2019 TT4 c Ricos NOPSPECS

For most of these points, we will need the maximum "Westgard Rules" with 8 control measurements per run. To be brutally honest, though, there is no practical statistical quality control procedure that can help. There aren't enough "Westgard rules" to keep most of these methods in control. We can't afford to run enough controls, to respond to enough rules, to run the QC as frequently as it needs to be run.  You could spend more money on controls than the instrument or method would be worth itself.

 2019 TT4 c SpanMin NOPSPECS

With the Spanish Minimum goal, there's some hope at least. At least one method is right in the bull's-eye, and can re-design the QC procedure so that no "Westgard Rules" are needed - just a 1:3s rule and simply 2 controls. Other methods will need to use the full "Westgard Rules" with double the number of controls (4) or even four times the numbers of control (8).

 

Conclusion

"In conclusion, though all the immunoassays tested in this study correlated strongly with ID-LC-MS/MS, most did not meet the minimum clinical requirements derived from biological variation. Thus, efforts to reduce imprecision and standardize TT4 detection remain necessary. Laboratories and manufacturers must be aware of the assay limitations and improve the performance of these assays."

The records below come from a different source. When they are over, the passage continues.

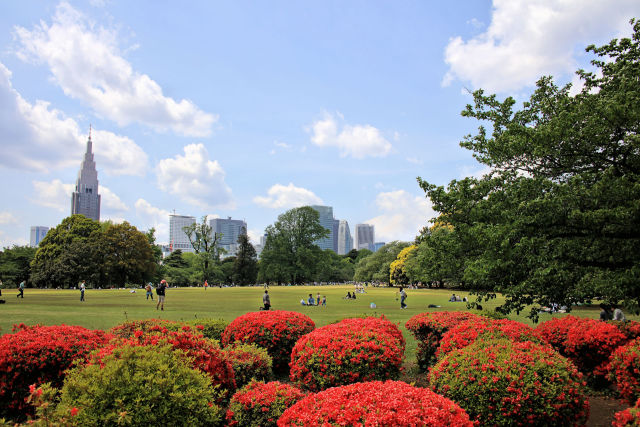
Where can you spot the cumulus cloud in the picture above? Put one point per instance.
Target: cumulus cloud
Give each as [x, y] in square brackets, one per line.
[155, 217]
[36, 137]
[357, 141]
[527, 39]
[403, 215]
[87, 64]
[195, 179]
[286, 197]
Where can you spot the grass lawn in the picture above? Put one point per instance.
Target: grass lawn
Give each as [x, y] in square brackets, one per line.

Facing the inability of all methods to achieve the biological variation goals, we would advise choosing a more realistic goal, at least for the immediate future. Certainly the manufacturers must think to future engineering and standardization improvements so that future methods will have a chance at hitting the tight targets. But for today, the Spanish minimum goal of 24% allowable total error produces a differentiation of performance between the methods on the market. Some methods are better and some are worse according to this goal. There is a chance then to design QC in a way that's feasible for labs to operate.